Monday, July 2, 2007

A new species found at the Texas State Aquarium

With the promise of dolphins, gators, blowfish, and for some reason birds, the Texas State Aquarium seemed the perfect choice for a fun filled weekend activity. I charged my camera batteries extra long to ensure that my mighty Pentax Optio 30 would be ready in a moment's notice to capture that perfect shot of many an elusive aquatic beast. As we started our tour of the aquarium I was mildly impressed as we saw crabs, seahorses, clown fish, and the like. The neon jellyfish were actually quite impressive. As we watched the dolphin, diver, and bird shows (why again is there a bird show at an aquarium?) I let the lame, child-directed commentary pass over me knowing that I was putting up with it only for my daughter's sake... of course my daughter is only 10 weeks old... That probably explains why she didn't get along with the other kids very well last week at Chuck E. Cheese (If I served crappy pizza I would probably avoid the word "chuck" in my company name). I think maybe I should ease up on the fathering.
At any rate, back to the aquarium. So after all the shows (technically in between the dolphins and the birds) the sad realization began to set in that I would probably not come away with the rare picture of wildlife that I was looking for. But then, all of the sudden, that realization came to a screeching halt.

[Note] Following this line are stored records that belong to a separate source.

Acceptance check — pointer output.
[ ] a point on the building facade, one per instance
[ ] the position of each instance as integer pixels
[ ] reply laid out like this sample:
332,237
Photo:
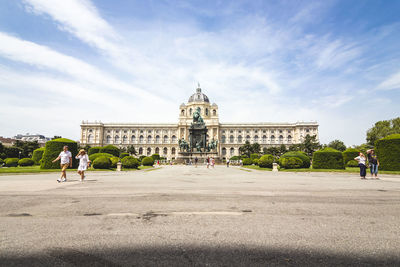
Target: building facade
163,138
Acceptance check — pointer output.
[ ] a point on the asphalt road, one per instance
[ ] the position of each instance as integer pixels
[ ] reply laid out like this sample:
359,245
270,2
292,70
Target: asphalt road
187,216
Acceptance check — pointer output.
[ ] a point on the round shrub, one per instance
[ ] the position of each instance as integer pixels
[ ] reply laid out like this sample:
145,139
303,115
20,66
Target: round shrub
11,162
110,149
102,163
388,152
298,154
290,163
328,158
350,154
26,162
247,161
114,161
148,161
352,163
122,155
37,155
130,162
266,161
53,149
94,150
96,155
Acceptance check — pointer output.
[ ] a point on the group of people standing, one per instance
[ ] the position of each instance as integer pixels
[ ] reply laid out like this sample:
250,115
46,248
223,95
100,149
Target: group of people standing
373,163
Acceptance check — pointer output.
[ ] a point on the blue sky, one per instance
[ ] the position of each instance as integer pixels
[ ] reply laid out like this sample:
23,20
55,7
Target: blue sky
335,62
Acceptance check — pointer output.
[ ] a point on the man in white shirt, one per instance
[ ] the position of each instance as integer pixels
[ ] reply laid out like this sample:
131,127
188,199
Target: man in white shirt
66,160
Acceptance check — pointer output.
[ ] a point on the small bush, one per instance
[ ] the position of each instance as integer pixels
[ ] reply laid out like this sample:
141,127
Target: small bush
388,152
148,161
122,155
93,157
26,162
328,158
266,161
11,162
352,163
290,163
350,154
247,161
94,150
37,155
114,161
102,162
130,162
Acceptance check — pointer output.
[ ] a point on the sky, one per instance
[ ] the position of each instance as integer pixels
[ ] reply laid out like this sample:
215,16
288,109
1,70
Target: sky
334,62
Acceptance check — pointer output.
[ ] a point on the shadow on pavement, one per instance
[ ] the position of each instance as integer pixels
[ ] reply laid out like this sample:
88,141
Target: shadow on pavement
194,256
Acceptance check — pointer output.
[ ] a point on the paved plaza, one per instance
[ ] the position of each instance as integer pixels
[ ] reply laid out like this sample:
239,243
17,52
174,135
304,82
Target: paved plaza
182,215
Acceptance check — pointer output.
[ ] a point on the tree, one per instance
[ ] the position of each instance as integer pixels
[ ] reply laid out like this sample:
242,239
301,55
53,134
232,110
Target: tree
382,129
338,145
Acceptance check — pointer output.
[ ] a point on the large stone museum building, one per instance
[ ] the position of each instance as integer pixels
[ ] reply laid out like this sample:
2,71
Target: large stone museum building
165,139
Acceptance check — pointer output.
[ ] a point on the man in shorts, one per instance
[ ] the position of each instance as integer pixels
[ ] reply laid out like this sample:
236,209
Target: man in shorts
66,161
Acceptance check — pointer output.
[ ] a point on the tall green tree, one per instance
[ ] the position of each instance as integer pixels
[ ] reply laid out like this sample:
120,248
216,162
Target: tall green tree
382,129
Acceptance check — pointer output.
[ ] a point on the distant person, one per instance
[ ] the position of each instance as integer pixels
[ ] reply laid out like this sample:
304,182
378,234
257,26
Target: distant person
83,163
361,163
66,161
373,163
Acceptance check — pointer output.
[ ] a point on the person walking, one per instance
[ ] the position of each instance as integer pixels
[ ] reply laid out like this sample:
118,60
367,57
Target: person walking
361,163
66,161
373,163
83,163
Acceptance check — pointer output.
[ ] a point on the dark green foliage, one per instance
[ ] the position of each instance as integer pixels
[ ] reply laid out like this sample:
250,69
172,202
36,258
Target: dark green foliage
350,154
306,162
388,152
130,162
124,154
352,163
148,161
94,150
11,162
328,158
266,161
37,155
247,161
114,161
95,156
53,149
110,149
102,163
290,163
26,162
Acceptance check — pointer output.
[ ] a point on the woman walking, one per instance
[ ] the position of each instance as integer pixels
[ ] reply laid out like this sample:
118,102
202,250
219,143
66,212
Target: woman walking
361,163
83,163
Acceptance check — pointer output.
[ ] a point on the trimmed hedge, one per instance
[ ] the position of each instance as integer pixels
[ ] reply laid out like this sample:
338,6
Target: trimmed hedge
299,154
328,158
26,162
388,152
11,162
148,161
37,155
94,150
266,161
290,163
53,149
96,155
350,154
247,161
102,163
130,162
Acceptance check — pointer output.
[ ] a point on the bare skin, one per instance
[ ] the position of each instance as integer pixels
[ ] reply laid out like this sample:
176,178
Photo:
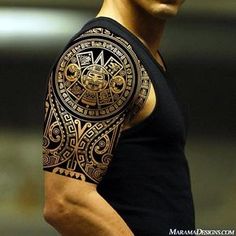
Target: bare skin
74,207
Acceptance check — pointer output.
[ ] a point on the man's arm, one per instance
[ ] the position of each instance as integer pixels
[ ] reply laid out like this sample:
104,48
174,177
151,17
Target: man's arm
75,208
90,94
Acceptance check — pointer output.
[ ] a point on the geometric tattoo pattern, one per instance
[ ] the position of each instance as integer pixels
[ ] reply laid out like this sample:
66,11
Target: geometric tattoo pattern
97,85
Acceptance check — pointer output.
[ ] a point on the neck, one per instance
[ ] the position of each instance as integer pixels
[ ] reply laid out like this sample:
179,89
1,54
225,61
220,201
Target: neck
147,28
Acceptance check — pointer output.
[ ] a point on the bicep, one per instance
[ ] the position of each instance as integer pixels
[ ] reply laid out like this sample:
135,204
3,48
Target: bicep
75,147
90,93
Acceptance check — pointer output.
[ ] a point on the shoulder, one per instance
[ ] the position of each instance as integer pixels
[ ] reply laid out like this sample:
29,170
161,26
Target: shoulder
98,75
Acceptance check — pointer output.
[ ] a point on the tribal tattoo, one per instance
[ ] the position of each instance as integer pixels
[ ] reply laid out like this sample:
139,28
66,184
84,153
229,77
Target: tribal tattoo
96,86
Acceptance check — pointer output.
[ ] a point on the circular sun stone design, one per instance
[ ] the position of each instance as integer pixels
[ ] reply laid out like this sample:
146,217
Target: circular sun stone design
95,78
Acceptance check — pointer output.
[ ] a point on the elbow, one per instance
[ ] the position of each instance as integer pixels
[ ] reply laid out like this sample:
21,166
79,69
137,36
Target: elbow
55,212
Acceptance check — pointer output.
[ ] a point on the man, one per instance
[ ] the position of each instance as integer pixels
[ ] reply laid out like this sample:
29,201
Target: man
114,135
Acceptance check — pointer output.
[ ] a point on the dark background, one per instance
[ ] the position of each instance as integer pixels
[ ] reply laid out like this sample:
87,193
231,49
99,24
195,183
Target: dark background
200,51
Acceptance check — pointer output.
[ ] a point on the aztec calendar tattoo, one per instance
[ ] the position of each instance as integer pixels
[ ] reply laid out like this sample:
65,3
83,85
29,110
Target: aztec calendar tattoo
97,85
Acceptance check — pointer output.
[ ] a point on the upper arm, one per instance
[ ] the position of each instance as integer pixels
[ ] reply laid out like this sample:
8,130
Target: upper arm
94,88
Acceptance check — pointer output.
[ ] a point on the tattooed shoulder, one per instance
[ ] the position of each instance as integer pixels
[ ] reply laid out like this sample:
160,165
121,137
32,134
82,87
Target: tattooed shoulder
97,84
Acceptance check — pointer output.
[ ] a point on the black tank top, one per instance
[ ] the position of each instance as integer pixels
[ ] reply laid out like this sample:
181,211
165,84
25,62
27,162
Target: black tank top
148,181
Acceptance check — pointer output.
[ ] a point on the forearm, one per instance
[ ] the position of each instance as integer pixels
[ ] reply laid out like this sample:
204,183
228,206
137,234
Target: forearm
83,212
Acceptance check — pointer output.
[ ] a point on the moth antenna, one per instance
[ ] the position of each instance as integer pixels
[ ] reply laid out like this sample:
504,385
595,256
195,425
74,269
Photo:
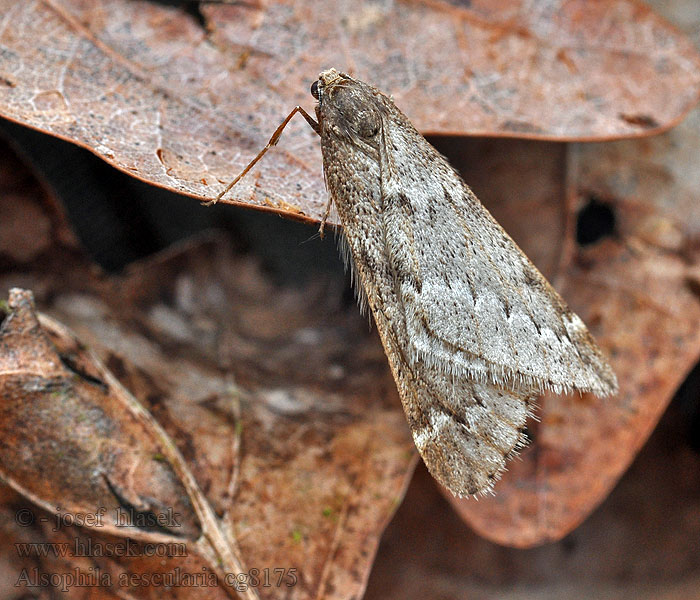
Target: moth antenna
273,142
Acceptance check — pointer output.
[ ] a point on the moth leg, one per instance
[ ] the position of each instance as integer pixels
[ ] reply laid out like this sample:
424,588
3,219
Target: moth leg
273,142
325,216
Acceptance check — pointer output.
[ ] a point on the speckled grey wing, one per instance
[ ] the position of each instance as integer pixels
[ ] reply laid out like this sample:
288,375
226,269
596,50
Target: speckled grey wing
475,304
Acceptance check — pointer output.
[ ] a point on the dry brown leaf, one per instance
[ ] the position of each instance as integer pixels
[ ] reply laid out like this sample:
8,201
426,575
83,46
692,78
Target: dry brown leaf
280,403
149,91
637,290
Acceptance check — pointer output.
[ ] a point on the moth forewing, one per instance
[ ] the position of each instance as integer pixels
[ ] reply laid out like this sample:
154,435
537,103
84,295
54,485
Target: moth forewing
472,330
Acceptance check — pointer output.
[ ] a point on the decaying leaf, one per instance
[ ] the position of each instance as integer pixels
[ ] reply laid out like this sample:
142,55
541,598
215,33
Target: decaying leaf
633,286
270,426
146,88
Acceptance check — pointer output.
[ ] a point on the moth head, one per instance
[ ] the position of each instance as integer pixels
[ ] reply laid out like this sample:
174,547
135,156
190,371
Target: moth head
347,107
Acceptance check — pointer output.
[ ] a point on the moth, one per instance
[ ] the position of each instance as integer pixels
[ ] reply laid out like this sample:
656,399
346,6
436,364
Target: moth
473,332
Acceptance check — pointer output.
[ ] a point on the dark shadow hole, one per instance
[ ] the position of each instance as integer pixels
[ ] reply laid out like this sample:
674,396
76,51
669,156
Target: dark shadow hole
146,520
688,398
594,221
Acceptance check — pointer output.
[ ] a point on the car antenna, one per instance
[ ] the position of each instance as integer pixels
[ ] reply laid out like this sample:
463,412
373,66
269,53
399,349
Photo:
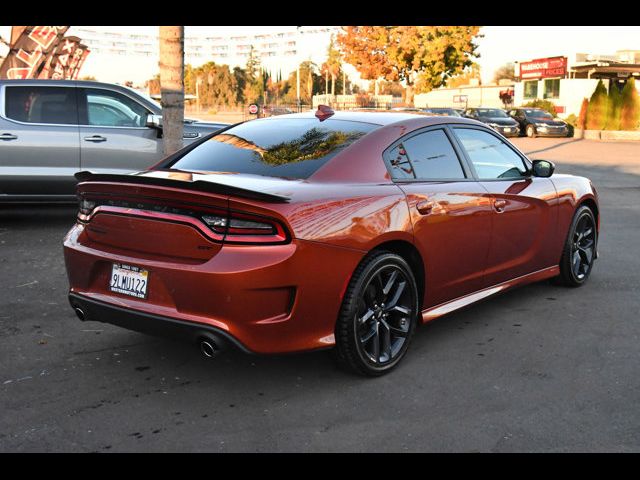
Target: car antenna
324,112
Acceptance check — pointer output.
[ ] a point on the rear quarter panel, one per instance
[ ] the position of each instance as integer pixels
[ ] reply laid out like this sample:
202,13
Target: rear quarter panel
572,192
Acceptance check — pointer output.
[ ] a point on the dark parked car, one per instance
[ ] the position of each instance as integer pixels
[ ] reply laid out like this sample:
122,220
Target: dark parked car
496,118
52,129
448,112
537,122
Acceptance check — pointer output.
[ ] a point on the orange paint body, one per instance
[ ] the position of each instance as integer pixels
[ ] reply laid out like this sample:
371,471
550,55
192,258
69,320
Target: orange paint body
285,297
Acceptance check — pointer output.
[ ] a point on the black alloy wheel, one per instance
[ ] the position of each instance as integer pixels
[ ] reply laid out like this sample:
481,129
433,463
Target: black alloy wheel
378,315
580,249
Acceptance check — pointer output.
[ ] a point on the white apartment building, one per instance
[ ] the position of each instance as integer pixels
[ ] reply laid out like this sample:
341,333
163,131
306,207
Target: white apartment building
122,54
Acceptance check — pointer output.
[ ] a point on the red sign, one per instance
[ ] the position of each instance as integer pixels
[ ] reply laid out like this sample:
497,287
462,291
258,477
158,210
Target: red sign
31,51
544,68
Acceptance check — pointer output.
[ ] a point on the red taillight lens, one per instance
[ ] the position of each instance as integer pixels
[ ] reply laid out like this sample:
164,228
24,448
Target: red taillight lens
245,228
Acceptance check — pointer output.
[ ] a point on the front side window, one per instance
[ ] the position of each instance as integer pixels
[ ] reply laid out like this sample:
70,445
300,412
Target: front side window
111,109
531,89
278,147
53,105
426,156
491,157
552,88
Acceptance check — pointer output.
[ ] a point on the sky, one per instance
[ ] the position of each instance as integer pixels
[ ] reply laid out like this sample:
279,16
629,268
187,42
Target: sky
499,45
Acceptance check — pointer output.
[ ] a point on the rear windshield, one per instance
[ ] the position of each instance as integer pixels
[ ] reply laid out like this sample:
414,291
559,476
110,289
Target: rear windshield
286,147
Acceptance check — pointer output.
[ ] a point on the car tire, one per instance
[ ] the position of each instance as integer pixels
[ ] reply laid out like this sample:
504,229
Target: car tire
579,252
378,316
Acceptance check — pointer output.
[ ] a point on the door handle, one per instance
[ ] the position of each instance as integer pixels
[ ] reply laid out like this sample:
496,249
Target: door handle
95,138
424,207
499,205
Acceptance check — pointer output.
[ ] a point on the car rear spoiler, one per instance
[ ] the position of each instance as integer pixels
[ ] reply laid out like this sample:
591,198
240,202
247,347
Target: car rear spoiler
197,185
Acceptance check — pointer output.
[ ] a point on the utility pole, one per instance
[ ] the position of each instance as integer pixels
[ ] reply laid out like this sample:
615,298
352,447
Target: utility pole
298,63
344,82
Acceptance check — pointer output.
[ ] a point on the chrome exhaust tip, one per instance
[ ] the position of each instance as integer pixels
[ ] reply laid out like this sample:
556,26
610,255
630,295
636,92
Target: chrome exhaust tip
208,348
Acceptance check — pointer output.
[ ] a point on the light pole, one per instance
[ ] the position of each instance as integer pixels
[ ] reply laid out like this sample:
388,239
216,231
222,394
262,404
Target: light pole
198,83
298,65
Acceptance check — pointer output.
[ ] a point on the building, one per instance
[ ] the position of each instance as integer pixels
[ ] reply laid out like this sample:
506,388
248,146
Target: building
474,95
135,54
566,83
555,79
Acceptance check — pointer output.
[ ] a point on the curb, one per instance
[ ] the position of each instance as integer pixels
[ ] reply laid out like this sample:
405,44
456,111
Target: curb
607,135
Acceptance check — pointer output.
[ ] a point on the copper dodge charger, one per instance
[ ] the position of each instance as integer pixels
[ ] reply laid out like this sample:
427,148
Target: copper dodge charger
340,230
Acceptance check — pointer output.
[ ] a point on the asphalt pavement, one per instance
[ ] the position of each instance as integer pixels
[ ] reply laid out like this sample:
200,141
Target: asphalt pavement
540,368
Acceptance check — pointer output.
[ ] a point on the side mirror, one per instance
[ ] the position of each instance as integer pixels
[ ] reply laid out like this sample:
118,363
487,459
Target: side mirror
543,168
154,121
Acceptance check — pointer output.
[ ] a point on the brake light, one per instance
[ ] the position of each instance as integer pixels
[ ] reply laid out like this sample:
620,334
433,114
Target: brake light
232,227
245,228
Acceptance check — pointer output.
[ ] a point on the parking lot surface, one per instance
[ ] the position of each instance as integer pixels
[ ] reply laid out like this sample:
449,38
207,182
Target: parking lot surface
541,368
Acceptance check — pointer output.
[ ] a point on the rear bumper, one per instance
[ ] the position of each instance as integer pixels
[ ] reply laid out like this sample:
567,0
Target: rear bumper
149,323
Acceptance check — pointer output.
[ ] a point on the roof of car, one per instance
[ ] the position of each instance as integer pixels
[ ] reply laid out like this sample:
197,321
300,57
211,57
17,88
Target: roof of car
377,118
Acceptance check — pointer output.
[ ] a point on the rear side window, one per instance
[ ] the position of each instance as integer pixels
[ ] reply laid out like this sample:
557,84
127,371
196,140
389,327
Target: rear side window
57,105
282,147
491,157
426,156
111,109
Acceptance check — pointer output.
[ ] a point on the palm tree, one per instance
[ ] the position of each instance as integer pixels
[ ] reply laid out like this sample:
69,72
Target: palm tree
172,87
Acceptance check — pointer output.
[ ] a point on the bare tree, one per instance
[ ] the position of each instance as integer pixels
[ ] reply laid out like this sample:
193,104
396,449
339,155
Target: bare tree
172,87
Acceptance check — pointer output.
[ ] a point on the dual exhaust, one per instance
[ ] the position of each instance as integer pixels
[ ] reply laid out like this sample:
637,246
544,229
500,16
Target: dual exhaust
210,345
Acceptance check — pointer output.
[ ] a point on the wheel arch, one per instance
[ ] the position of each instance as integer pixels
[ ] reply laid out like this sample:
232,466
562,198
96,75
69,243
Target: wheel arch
593,205
410,253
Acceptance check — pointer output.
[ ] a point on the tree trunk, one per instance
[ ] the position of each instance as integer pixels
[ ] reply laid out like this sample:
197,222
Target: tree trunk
408,99
172,87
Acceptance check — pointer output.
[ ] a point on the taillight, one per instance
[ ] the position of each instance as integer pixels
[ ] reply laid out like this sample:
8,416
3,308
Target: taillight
232,227
245,228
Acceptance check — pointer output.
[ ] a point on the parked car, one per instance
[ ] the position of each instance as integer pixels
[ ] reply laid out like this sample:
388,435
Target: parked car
450,112
538,122
52,129
496,118
341,230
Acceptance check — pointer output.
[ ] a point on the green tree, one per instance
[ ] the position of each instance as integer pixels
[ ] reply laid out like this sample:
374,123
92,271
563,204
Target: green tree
598,106
240,76
254,86
310,82
582,117
630,107
365,49
613,112
425,56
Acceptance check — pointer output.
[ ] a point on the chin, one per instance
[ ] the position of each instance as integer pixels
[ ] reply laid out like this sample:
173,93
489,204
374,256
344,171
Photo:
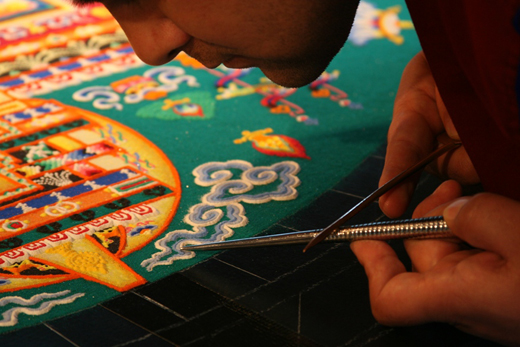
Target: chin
298,74
293,78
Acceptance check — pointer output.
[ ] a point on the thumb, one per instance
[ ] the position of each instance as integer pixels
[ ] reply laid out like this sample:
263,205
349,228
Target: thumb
486,221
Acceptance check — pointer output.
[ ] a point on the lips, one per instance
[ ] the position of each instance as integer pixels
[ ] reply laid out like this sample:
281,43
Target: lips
238,62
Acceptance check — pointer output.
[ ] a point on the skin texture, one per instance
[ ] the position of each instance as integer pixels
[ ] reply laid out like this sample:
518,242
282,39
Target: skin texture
291,41
472,287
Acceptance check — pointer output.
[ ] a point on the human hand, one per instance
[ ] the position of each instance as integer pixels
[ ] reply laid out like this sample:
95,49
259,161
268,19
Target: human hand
475,289
420,123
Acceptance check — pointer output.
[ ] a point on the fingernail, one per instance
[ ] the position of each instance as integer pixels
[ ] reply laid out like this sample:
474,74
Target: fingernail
451,212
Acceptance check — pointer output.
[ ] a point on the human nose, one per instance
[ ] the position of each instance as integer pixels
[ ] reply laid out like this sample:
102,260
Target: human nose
154,37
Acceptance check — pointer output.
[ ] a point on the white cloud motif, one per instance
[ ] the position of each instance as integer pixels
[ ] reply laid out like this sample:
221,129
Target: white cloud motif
221,210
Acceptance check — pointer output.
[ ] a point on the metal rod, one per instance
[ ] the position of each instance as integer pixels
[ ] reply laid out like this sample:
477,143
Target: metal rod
379,192
419,228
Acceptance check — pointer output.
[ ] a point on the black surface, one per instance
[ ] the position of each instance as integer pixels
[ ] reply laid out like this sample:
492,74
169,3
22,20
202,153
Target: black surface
274,296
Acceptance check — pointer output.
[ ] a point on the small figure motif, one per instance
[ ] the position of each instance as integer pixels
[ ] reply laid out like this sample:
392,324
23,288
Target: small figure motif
278,145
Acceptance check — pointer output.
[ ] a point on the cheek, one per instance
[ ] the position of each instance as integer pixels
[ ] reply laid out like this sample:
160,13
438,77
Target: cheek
237,24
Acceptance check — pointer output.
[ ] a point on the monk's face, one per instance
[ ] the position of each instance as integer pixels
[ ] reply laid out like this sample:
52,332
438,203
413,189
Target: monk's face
291,41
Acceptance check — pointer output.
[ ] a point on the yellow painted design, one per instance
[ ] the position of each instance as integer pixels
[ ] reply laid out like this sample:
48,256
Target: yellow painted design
65,143
108,162
11,107
88,137
262,140
84,262
91,261
168,104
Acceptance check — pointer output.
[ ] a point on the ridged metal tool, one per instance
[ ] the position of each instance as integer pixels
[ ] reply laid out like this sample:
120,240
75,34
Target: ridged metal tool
336,225
419,228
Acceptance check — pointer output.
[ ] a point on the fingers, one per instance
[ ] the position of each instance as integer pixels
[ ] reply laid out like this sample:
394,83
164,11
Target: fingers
412,134
398,297
486,221
431,206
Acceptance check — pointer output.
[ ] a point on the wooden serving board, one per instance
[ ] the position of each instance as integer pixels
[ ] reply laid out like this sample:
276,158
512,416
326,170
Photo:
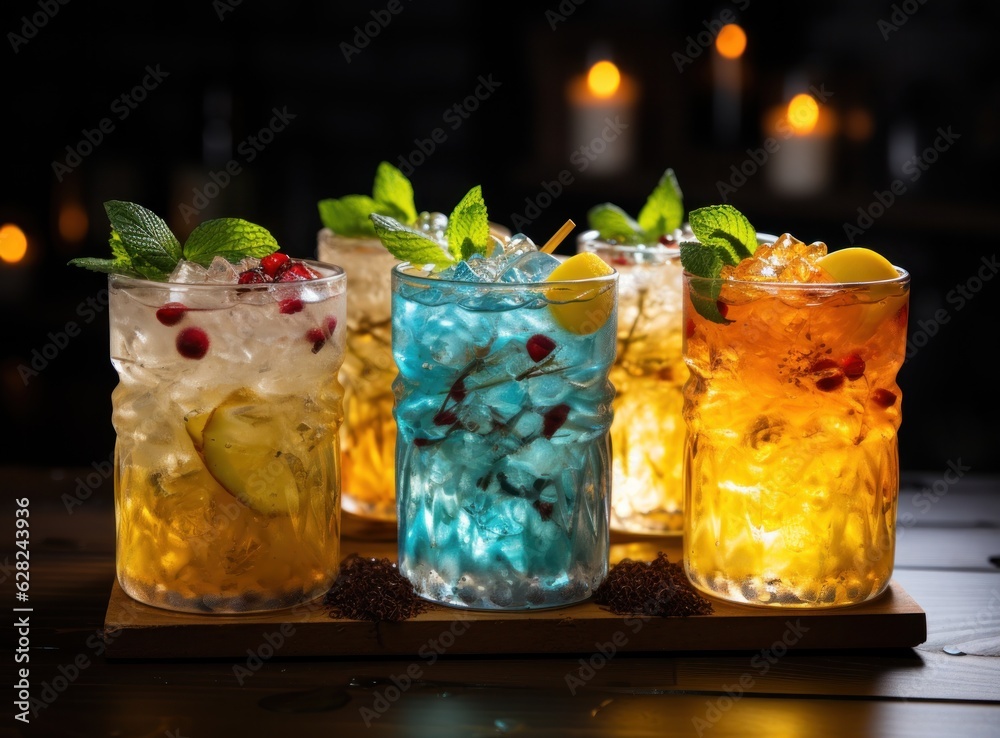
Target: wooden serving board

My heart jumped up into my throat and then slowly sank to my stomach. There it was. The rare species that I had longed for. I made sure not to make any quick movements as not to alarm it. I had seen plenty of episodes of Planet Earth and felt well trained for this moment. I took three quick pictures hoping to capture the perfect angle. Here is a rare look at a young Texas Mullet Whitetail. I'd say judging by it's movements and craving for blue slushees that it's a male and by the length of the tail he's got to be between 10-12 years old. One of the true wonders of Texas wildlife. Oh yea, we also saw a paraplegic turtle that was hit by a boat propeller. The awesome video is attached.